Uma conversa com Gunter, símbolo da Comunicação Não-Violenta na Namibia.

Eu passei dois anos ouvindo e praticando (ou ao menos, tentando praticar) as preciosidades ditas sobre Comunicação Não-Violenta pelo ícone no assunto aqui na Namibia!

Martens Gunter (Living Peaceful Namibia) é professor de meditação, Qigong & Tai chi, além de Communication facilitator/trainer.

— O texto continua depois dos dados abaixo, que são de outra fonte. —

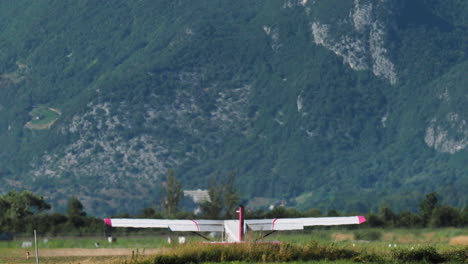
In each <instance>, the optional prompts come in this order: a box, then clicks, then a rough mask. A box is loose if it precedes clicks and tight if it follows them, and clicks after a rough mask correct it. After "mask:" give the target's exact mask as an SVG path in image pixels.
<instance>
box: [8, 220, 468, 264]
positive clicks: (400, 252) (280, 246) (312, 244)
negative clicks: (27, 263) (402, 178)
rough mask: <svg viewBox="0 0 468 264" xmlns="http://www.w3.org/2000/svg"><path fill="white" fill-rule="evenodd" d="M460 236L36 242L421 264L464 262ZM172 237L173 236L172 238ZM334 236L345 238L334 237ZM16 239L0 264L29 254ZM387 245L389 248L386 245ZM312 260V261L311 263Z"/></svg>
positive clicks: (20, 260) (241, 260)
mask: <svg viewBox="0 0 468 264" xmlns="http://www.w3.org/2000/svg"><path fill="white" fill-rule="evenodd" d="M356 232H380V233H381V236H380V237H379V239H378V240H376V241H365V240H362V241H356V240H354V239H346V238H349V237H350V236H352V235H354V234H355V233H356ZM257 235H259V234H257ZM462 235H463V236H467V235H468V229H456V228H446V229H409V230H407V229H358V230H346V229H344V230H340V229H330V230H305V231H303V232H291V233H277V234H274V235H271V236H268V237H267V239H264V240H265V241H267V240H268V241H275V240H276V241H282V242H284V243H283V244H282V245H253V244H243V245H234V246H219V245H206V244H201V243H200V241H201V238H199V237H197V236H186V238H187V241H188V244H186V245H177V244H176V243H175V244H172V245H168V244H167V236H166V235H158V236H154V237H138V236H134V237H126V236H120V237H119V236H117V241H116V242H114V243H108V242H107V239H105V238H104V237H94V238H93V237H87V238H83V237H81V238H54V237H49V238H48V242H47V243H44V240H43V239H44V237H40V239H38V241H39V243H38V244H39V248H40V249H61V248H94V243H95V242H99V243H100V247H101V248H116V249H118V248H139V249H151V248H163V247H164V248H165V250H164V253H161V254H160V255H159V258H160V260H161V259H162V258H164V261H166V262H161V263H173V261H182V260H184V258H189V259H192V260H193V262H194V263H269V262H271V263H286V262H287V263H357V262H360V263H376V261H381V263H403V262H411V261H415V262H423V260H424V259H425V260H426V262H427V263H436V262H437V261H439V260H440V261H442V260H446V261H448V262H449V263H463V261H465V262H466V261H468V247H467V246H451V245H449V241H450V238H453V237H455V236H462ZM175 237H176V236H175V235H173V238H175ZM255 238H258V236H257V237H250V239H255ZM338 238H339V239H343V238H345V239H344V240H338ZM22 241H32V239H30V238H21V239H17V240H15V241H11V242H5V241H2V242H0V263H25V262H24V259H25V253H26V251H30V252H33V251H34V249H33V248H29V249H22V248H21V243H22ZM389 244H391V245H392V247H389ZM394 245H396V247H394ZM263 255H264V256H263ZM167 256H169V257H167ZM174 256H176V257H174ZM236 256H242V258H241V259H238V258H236ZM145 257H148V256H145ZM153 259H154V258H152V259H151V260H148V259H147V258H139V259H138V260H137V261H135V260H131V256H126V257H125V256H124V257H114V256H108V257H87V258H84V257H53V258H52V257H49V258H45V259H44V260H43V261H41V263H78V262H81V263H139V264H145V263H153ZM85 260H86V261H87V262H85ZM90 260H91V262H90ZM185 260H187V259H185ZM312 260H313V262H311V261H312ZM109 261H111V262H109ZM27 263H29V262H27ZM31 263H33V262H31Z"/></svg>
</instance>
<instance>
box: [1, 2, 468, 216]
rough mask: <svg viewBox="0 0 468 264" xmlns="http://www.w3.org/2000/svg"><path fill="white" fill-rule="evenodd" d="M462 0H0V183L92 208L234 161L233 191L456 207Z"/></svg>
mask: <svg viewBox="0 0 468 264" xmlns="http://www.w3.org/2000/svg"><path fill="white" fill-rule="evenodd" d="M467 21H468V3H467V2H466V1H463V0H450V1H444V3H443V4H442V3H441V1H436V0H414V1H413V0H412V1H405V0H346V1H342V0H327V1H319V0H309V1H308V0H271V1H270V0H269V1H252V0H237V1H222V0H213V1H202V0H191V1H185V0H171V1H166V0H157V1H153V0H140V1H122V0H109V1H85V0H83V1H71V0H70V1H68V0H66V1H64V0H60V1H59V0H44V1H27V0H17V1H9V2H8V3H1V4H0V51H1V52H0V62H1V63H0V146H1V148H0V179H1V181H2V184H1V185H0V192H7V191H9V190H11V189H24V188H27V189H31V190H33V191H34V192H36V193H40V194H43V195H45V196H46V197H47V198H48V199H50V200H52V201H54V202H53V204H54V206H55V208H56V209H59V210H60V208H63V207H64V206H65V205H66V201H67V199H68V197H69V196H71V195H75V196H78V197H79V198H80V199H81V200H82V201H83V204H84V205H85V207H86V208H87V210H88V211H89V212H91V213H94V214H100V215H104V214H111V213H116V212H122V211H130V212H135V211H138V210H140V209H141V208H143V207H146V206H151V205H154V204H155V203H158V199H159V194H158V188H159V187H158V186H160V185H161V181H162V180H163V179H164V177H163V176H164V175H165V173H166V171H167V169H168V168H173V169H174V170H175V171H176V175H177V177H178V178H179V179H180V180H181V181H182V182H183V187H184V189H193V188H207V187H208V185H209V182H210V178H211V177H212V175H213V174H216V173H217V172H218V173H219V174H220V175H225V174H227V173H228V172H229V171H232V170H236V171H237V178H236V185H237V186H238V188H239V190H241V194H242V196H243V198H244V199H245V200H251V199H253V198H255V197H267V198H274V199H284V200H287V201H288V202H289V203H290V205H294V206H297V207H299V208H311V207H314V208H320V209H323V210H327V209H331V208H336V209H340V210H346V211H366V210H369V209H372V208H376V207H378V206H380V205H381V203H382V202H386V203H387V204H389V205H390V206H391V207H392V208H398V209H400V210H403V209H415V208H416V207H417V201H419V200H421V198H422V197H423V195H424V194H425V193H428V192H431V191H437V192H438V193H439V194H440V196H441V198H442V201H443V202H445V203H450V204H453V205H455V206H467V204H466V202H467V201H468V193H467V192H466V188H467V187H468V170H467V169H466V165H465V164H468V151H467V149H468V124H467V120H468V108H467V107H466V106H467V105H468V89H467V88H468V87H467V83H468V80H467V79H468V77H467V74H466V72H467V70H468V60H467V58H468V54H467V51H468V22H467Z"/></svg>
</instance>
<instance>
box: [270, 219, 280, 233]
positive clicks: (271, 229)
mask: <svg viewBox="0 0 468 264" xmlns="http://www.w3.org/2000/svg"><path fill="white" fill-rule="evenodd" d="M276 220H278V218H275V219H273V222H271V231H274V230H275V223H276Z"/></svg>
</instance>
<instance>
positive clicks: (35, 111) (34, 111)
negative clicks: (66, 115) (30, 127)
mask: <svg viewBox="0 0 468 264" xmlns="http://www.w3.org/2000/svg"><path fill="white" fill-rule="evenodd" d="M30 115H31V116H32V120H31V123H32V124H33V125H46V124H49V123H50V122H53V121H54V120H56V119H57V118H59V116H60V114H59V113H57V112H55V111H53V110H50V109H49V108H48V107H45V106H40V107H38V108H35V109H33V110H32V111H31V113H30Z"/></svg>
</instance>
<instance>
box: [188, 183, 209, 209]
mask: <svg viewBox="0 0 468 264" xmlns="http://www.w3.org/2000/svg"><path fill="white" fill-rule="evenodd" d="M184 196H185V197H188V198H190V199H191V200H192V201H193V202H194V203H195V204H196V205H197V207H196V208H195V209H194V211H193V213H194V214H199V213H200V212H201V209H200V204H202V203H204V202H210V201H211V200H210V194H209V193H208V190H201V189H198V190H186V191H184Z"/></svg>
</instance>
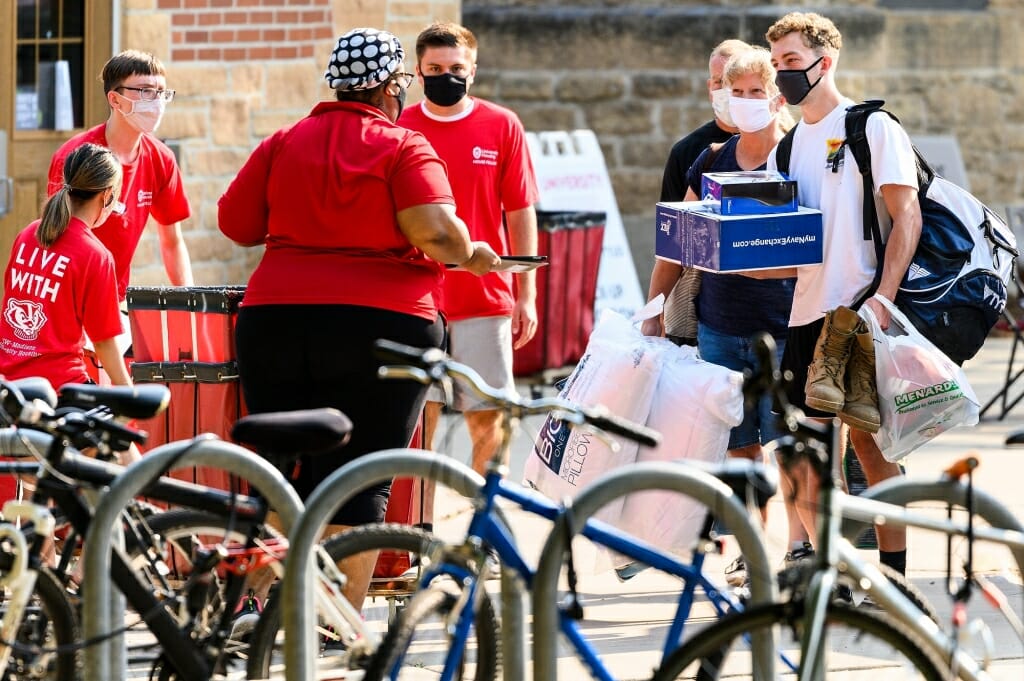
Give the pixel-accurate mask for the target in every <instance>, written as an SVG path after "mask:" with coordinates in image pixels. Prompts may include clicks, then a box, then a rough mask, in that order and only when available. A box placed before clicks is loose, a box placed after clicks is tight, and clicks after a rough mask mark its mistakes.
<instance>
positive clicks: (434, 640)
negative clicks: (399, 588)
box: [364, 584, 498, 681]
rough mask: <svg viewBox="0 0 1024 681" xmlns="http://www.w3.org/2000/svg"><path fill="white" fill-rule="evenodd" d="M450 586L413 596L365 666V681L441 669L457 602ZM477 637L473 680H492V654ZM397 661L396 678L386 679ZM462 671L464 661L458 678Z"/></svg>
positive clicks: (483, 626)
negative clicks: (474, 679) (435, 669)
mask: <svg viewBox="0 0 1024 681" xmlns="http://www.w3.org/2000/svg"><path fill="white" fill-rule="evenodd" d="M453 586H454V585H452V584H432V585H431V586H429V587H428V588H427V589H425V590H423V591H420V592H418V593H417V594H416V595H415V596H413V598H412V599H411V600H410V602H409V606H408V607H406V609H404V610H403V611H402V612H401V614H400V615H398V621H397V623H396V624H395V625H394V626H392V627H391V628H390V629H389V630H388V632H387V635H386V636H385V637H384V640H383V641H381V644H380V647H379V648H378V649H377V653H376V654H375V655H374V657H373V659H371V661H370V664H369V665H368V666H367V671H366V676H365V677H364V681H381V680H382V679H386V678H391V679H400V678H401V673H402V670H404V669H411V668H416V669H419V668H422V667H427V666H430V663H432V664H433V666H437V667H439V668H441V669H443V666H444V664H445V661H446V657H447V656H449V655H450V654H451V651H452V647H451V636H450V634H449V631H447V630H449V625H450V624H454V623H452V622H451V618H452V614H453V611H454V610H455V609H456V605H457V604H458V602H459V595H458V593H453V590H452V587H453ZM474 624H477V623H474ZM477 626H478V628H480V629H482V628H483V627H484V626H486V625H485V624H484V623H483V622H480V623H478V624H477ZM496 634H497V632H496V633H495V635H496ZM477 638H478V645H479V648H478V650H477V657H476V659H477V668H476V678H477V679H481V678H486V679H494V678H495V677H496V676H497V674H498V669H497V665H496V658H495V655H493V654H489V653H487V654H485V651H484V650H483V646H484V645H485V644H487V641H488V637H485V636H478V637H477ZM399 661H400V665H401V667H400V668H399V669H397V670H395V671H396V675H395V676H393V677H388V674H389V673H390V672H391V670H392V669H393V668H394V667H395V665H398V664H399ZM428 661H429V662H428ZM464 668H465V665H464V662H463V661H460V666H459V669H460V673H461V674H460V676H461V677H462V675H463V674H464V673H465V669H464Z"/></svg>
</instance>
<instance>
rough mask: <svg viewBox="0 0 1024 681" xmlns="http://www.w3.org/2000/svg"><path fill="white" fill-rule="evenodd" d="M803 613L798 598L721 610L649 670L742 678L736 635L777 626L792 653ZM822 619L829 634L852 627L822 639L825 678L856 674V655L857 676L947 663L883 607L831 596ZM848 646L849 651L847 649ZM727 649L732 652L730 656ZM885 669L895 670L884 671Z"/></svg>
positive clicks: (930, 671) (664, 671) (672, 680)
mask: <svg viewBox="0 0 1024 681" xmlns="http://www.w3.org/2000/svg"><path fill="white" fill-rule="evenodd" d="M803 615H804V603H803V601H790V602H784V603H767V604H763V605H759V606H755V607H752V608H749V609H746V610H743V611H741V612H733V613H730V614H727V615H725V616H723V618H722V619H720V620H718V621H716V622H715V623H713V624H711V625H710V626H708V627H707V628H705V629H702V630H701V631H699V632H697V633H696V634H695V635H694V636H693V637H692V638H691V639H689V640H688V641H686V642H685V643H683V645H682V646H680V647H679V648H677V649H676V650H675V651H674V652H673V653H672V654H671V655H669V657H667V658H666V659H665V662H664V663H663V664H662V667H660V668H659V669H657V670H656V671H655V673H654V676H653V677H652V681H678V680H679V679H697V680H698V681H718V680H719V679H722V678H725V677H726V676H728V677H729V678H748V677H750V676H752V673H751V672H752V670H749V668H750V666H751V659H750V657H751V656H750V655H749V654H746V653H748V652H749V645H748V644H746V642H745V640H742V641H741V640H740V639H743V638H744V636H745V635H749V634H750V633H752V632H755V631H758V630H763V629H765V628H777V631H776V632H775V633H776V634H777V635H778V636H776V641H775V643H776V646H777V648H778V649H779V650H781V651H785V652H786V653H787V654H793V655H798V654H799V651H800V638H799V636H800V630H801V624H802V619H803ZM826 623H827V627H828V629H829V634H833V633H835V631H836V630H837V629H838V628H839V627H845V628H848V629H849V630H851V632H853V633H854V635H853V636H852V637H851V640H852V642H851V643H844V640H843V639H839V638H837V639H835V640H833V639H830V640H829V641H826V642H825V644H824V650H825V654H826V655H827V656H828V657H827V661H826V664H829V666H828V667H827V668H826V669H825V677H826V678H829V679H831V678H837V676H838V675H839V674H840V673H841V672H849V673H850V675H851V678H857V674H858V670H857V669H855V667H856V664H857V663H858V661H862V662H860V663H859V664H860V665H861V666H862V669H860V670H859V674H860V675H861V678H862V675H863V674H864V673H865V672H866V671H869V673H870V674H871V679H872V681H880V680H885V679H887V678H893V679H899V680H900V681H904V680H905V679H908V678H910V679H912V678H920V679H924V680H925V681H943V679H946V678H947V674H948V668H947V667H946V666H945V665H944V664H943V663H942V662H941V659H940V658H939V657H938V656H937V655H936V654H935V653H934V652H933V651H932V650H931V649H929V648H927V647H925V646H924V645H923V644H922V642H921V641H920V640H919V639H918V638H916V637H915V636H914V635H913V634H912V633H910V632H902V631H900V630H898V629H895V628H894V627H893V625H892V624H890V623H889V622H888V621H887V620H885V619H884V613H876V612H870V611H866V610H863V609H856V608H853V607H850V606H847V605H844V604H840V603H836V602H831V603H829V604H828V609H827V612H826ZM847 636H850V635H849V634H847ZM865 636H870V637H873V639H874V640H876V641H878V643H876V644H874V645H872V646H868V645H867V644H865V641H864V640H863V638H864V637H865ZM737 642H739V646H738V647H737V646H736V643H737ZM880 647H887V648H889V652H888V656H886V657H884V658H883V657H882V656H881V655H882V652H883V651H882V650H880V649H879V648H880ZM848 650H849V651H853V654H850V653H849V652H848ZM731 653H736V655H735V656H734V657H732V658H730V654H731ZM894 653H895V654H898V655H899V656H900V657H901V658H902V663H903V665H901V666H900V667H899V668H898V669H893V667H892V665H893V664H894V663H896V662H899V661H894V659H893V658H892V656H893V654H894ZM834 655H836V657H834ZM779 664H781V663H779V662H776V665H779ZM908 666H909V667H912V669H913V670H916V672H918V676H916V677H914V676H910V675H909V674H908V672H909V670H908V669H907V667H908ZM886 672H895V674H889V675H887V674H886Z"/></svg>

Ele tem difundido a Comunicação da Compaixão ou Comunicação Não-Violenta e feito vários workshops sobre o assunto neste pais desde 2008.

Numa manhã ensolarada, nos encontramos e ele ficou falando um pouquinho sobre a sua historia e o encontro com Marshall Rosenberg, o psicólogo que desenvolveu essa técnica de comunicação.

Sempre ouço você falar sobre Comunicação Não-Violenta, mas qual foi o seu primeiro contato com esta técnica?

Isso foi em 2000 em Hamburgo na Alemanha. Na época eu morava la e resolvi fazer um workshop. O treinamento foi essencialmente pratico e acabei não entendendo muito bem do que se tratava. Então, não pensei mais sobre o assunto.

Mais tarde, quando estava namorando uma garota por cinco anos, ela recebeu o diagnóstico de leucemia. Fiquei arrasado e decidi que iria apoia-la e permanecer junto a ela em quaisquer circunstancias.

Mas, aos poucos comecei a culpa-la por não estar vivendo a vida que eu gostaria… Existia um conflito dentro de mim, a minha mente entendia que eu não poderia colocar a culpa nela, mas emocionalmente eu a culpava…

Foi ai então que comecei a lembrar daquele workshop “sem sentido” e em 2005 entrei num treinamento de um ano com um dinamarquês chamado Kirsten Kristensen também em Hamburgo.

Mas, exatamente, quando você teve contato com Marshall Rosenberg?

Logo após o 1 ano de treinamento, resolvi que iria conhecer Marshall. Fiz um treinamento intensivo com ele por dez dias. Foi simplesmente espetacular! Realmente comecei a entrar em contato com as minhas reais necessidades. Mas, a situacao mais marcante para mim deste treinamento foi quando uma francesa começou a falar e falar e a sala começou a ficar vazia. Marshall ia fazendo pequenas intervenções, mas ela precisava falar e ele a ouvia com empatia e pacientemente. Foi então, que após uns 45 minutos, o rosto daquela mulher se iluminou e ela teve um momento de clareza e entendimento. Neste momento, percebi o quanto é importante ser ciente das próprias necessidades e do poder da escuta ativa, empática e sem julgamentos.

E, como nós podemos divulgar e promover mais esta técnica?

No meu ponto de vista, não se pode haver uma mudança real se não houver uma crise suficientemente capaz de fazer uma pessoa de fato querer mudar e procurar meios para essa mudança, procurar novas possibilidades e abrir caminhos. A Comunicação Não-Violenta é uma mudança significativa na forma como costumamos nos relacionar, na forma como aprendemos a nos relacionar. E, normalmente as pessoas querem continuar fazendo as mesmas coisas.